What are the important prognostic factors for MZL, and how do they influence treatment decisions?
Tzankov: Beyond the clinical prognostic factors that are more or less summarized in [the Follicular Lymphoma International Prognostic Index] analogous scoring, there are not a lot of well-established prognostic factors in nodal MZL. The involvement of the bone marrow that we discussed previously is probably not a sole prognostic marker, but it can discern between patients with limited-stage disease who may be potentially curable with the irradiation. This by no means [states] that patients with bone marrow involvement would for sure have poorer outcomes. Yet, the probability of having poor outcomes is higher.
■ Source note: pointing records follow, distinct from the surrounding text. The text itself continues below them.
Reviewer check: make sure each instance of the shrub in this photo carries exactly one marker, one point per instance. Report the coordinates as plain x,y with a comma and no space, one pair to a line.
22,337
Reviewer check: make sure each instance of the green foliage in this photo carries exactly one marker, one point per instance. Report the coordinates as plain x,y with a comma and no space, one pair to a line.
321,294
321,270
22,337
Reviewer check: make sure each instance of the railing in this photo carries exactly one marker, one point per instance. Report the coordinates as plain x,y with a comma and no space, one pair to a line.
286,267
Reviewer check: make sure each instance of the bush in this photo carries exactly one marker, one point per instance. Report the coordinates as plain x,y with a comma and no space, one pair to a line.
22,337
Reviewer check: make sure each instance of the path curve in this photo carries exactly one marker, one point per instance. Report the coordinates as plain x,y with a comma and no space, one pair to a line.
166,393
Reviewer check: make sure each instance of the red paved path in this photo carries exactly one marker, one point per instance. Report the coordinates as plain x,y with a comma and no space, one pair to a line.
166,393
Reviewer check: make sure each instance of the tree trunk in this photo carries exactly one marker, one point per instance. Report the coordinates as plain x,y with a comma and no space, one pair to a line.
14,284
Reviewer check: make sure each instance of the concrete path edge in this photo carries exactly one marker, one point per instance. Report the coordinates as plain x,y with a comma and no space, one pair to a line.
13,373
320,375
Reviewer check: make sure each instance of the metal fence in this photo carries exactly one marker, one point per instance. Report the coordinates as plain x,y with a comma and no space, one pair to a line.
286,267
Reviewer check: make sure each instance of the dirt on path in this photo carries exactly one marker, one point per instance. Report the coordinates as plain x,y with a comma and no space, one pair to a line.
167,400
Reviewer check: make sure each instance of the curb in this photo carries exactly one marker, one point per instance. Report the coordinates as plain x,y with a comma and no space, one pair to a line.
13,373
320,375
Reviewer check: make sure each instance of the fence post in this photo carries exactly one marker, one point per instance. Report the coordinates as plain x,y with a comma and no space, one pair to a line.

A high proliferation rate, over 50%, is rather suggestive of more aggressive behavior of the MZL; the presence of complex karyotypes is considered a probable negative prognostic factor, and there are some limited studies suggesting that NOTCH3 mutations, or TP53 mutations, or mutations of a gene called TBL1XR1 may forecast more aggressive clinical behavior, but all this information is from a limited number of studies with a limited number of patients and rather retrospective ones.
In addition, maybe the detection of sheets of blasts by the hematopathologist when diagnosing MZL may be linked to more aggressive behavior. Yet the books are still not closed [on] how to define these sheets of blasts. It’s suggested that the monotonous proliferation of large cells that are more than 20% of the neoplastic population would meet this criterion. Everything is not well established and is rather based on information from retrospective or limited numbers.
Looking toward the future, where do you hope to see this field go next?
Tzankov: Dealing with nodal MZL, we’re probably not dealing with just 1 single disease, but maybe with diseases that rely on mutations in different pathways. Cases that are more linked to mutations in the NOTCH pathway compared with cases that are linked to more mutations in the WNT signaling pathway, and maybe for lymphomas relying on the activation of different mutational pathways, will go for more tailored treatment. This is on the one hand with respect to treatment. This is something that I estimate should be in the far future in terms of diagnostics. I suppose that the mutational profiles that are useful in single cases would be helpful to discern difficult cases of nodal MZL. I expect genomics to be more broadly applied in differential diagnosis and difficult-to-classify cases. Not all MZL is, unfortunately, defined by a positive phenotype or by a quite characteristic chromosomal translocation, yet they have some characteristic mutational profiles that may be useful in single cases. This would be one of the next steps.